BUNKA X PERSON

■インタビュー・コラボレーションって、新しい価値観を生み出さないと意味がない
・元をたどっていくと、どうしても手塚さんのところへ行き着く
・モノ作りの醍醐味を知って、就職活動をしている場合じゃなくなった
・企画は、みんなが興味を持たないものを、興味を持つように加工すること

■プロフィール梅中伸介さん
1976年生まれ。青山学院大学在学中に、学外の学生サークル『創海』に参加。メンバーとともに、同世代の自殺問題に学生の視点で切り込んだルポルタージュ『遺書』を制作し、メディアでも多数紹介され、5万部の売り上げを記録する。その後、編集プロダクション「verb」を設立。若さと経験を生かし、「R25」(リクルート)、msnウェブマガジン、「MORE」(集英社)などでのコンテンツの企画・編集・制作活動を行っている。著作に、『遺書』(2000年/サンクチュアリ出版)『訴えてやるっ!たった一人の裁判奮戦記』(2007年/扶桑社)などがある。
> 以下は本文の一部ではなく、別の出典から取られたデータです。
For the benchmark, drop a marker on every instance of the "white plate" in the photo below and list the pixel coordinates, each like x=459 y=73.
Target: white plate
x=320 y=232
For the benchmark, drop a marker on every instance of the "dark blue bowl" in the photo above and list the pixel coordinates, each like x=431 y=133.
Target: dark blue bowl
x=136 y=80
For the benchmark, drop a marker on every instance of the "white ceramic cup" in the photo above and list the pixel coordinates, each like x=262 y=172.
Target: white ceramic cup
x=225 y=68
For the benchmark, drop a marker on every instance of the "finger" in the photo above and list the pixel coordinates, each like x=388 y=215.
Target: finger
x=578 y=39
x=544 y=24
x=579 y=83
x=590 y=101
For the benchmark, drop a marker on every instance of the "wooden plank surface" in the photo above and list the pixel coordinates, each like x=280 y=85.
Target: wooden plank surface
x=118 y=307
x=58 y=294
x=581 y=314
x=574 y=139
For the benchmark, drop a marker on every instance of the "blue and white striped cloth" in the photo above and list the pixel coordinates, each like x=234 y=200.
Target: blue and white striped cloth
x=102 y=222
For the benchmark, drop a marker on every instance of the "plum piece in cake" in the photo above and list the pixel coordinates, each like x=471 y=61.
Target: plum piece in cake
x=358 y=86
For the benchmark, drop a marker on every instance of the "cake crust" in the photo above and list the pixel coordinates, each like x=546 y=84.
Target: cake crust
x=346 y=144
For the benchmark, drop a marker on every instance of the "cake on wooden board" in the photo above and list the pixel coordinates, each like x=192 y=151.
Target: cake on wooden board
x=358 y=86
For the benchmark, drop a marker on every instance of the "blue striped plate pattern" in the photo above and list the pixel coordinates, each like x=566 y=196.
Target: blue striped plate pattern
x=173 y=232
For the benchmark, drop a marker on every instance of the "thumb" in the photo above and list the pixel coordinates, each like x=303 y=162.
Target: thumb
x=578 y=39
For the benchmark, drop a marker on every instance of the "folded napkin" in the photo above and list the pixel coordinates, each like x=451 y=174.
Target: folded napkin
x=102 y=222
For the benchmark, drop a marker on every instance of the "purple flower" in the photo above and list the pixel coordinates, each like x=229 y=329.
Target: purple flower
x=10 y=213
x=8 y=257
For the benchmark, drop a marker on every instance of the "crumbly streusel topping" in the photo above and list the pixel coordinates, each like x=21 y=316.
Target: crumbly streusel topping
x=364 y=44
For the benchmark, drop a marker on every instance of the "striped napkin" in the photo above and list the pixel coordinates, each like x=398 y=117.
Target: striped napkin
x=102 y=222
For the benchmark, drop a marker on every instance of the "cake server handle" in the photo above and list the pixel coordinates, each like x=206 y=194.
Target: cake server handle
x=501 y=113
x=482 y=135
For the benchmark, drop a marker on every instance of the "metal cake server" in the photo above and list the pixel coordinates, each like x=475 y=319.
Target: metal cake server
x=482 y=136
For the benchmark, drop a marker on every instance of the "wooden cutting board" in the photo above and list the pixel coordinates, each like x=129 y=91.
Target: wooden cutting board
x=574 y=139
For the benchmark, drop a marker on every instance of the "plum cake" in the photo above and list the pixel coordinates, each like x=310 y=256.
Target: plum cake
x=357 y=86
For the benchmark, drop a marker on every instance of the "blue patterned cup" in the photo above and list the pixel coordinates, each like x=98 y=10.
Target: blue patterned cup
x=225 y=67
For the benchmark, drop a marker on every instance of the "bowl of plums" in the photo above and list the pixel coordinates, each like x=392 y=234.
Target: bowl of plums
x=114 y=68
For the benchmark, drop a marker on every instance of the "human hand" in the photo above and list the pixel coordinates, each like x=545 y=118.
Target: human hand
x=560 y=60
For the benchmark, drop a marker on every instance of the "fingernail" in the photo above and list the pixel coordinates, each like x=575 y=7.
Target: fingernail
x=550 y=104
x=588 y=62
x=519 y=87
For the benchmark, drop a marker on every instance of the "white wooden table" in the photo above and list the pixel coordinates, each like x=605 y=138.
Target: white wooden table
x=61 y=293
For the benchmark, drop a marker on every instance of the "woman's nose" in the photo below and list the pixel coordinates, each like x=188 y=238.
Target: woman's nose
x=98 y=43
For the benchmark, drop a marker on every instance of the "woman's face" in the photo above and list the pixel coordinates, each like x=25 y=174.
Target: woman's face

モノ作りの醍醐味を知って、就職活動をしている場合じゃなくなった

--編集・ライティングの仕事を始めたきっかけは?

大学の頃、僕はサークルも入っていなかったので学校にも馴染めなくて、どちらかというとつまらない学生生活を送っていたんです。大学3年になる頃、ちょうどすごい就職氷河期で、このまま卒業したらやばい、面接で「学生時代に何やってきましたか」って聞かれたらどうしようって、急に焦り始めました。そんな頃に「何かしなきゃ」って、ラジオ番組やイベントの企画などをしていた学生サークルに入ったんです。そこに出版社でバイトをしていた仲間がいたので、「一緒に本を1冊作ってみよう」と企画したのが『遺書』という本でした。『遺書』は、大学生の自分たちと同世代である若者の自殺をテーマにしたルポタージュです。実際に自殺で亡くなった方の遺族に会いに行って、家族に残された遺書に対する返信の手紙を書いてもらうという内容だったのですが、現役大学生が作ったという話題もあってTBS「ニュース23」をはじめ、様々なメディアで取り上げられました。結果的に5万部ほど売れて、500枚とか600枚とか、ものすごい数の感想の手紙が全国から届いたんですよ。当時、僕は既に大学4年で就職活動もしてたんですが、そんなことをしている場合じゃないなと。初めて作った本を、5万人の人が読んで、「感動しました」「買ってよかったです」って手紙が届いているのに、「それは学生時代のいい思い出で・・・」と終わらせてしまうのは、すごくもったいないと感じました。モノを作るときの一番の醍醐味を経験して、もう就職活動してる場合じゃなくなったというか、今後も出版という世界でモノを作って読者に届けていきたいと思ったんです。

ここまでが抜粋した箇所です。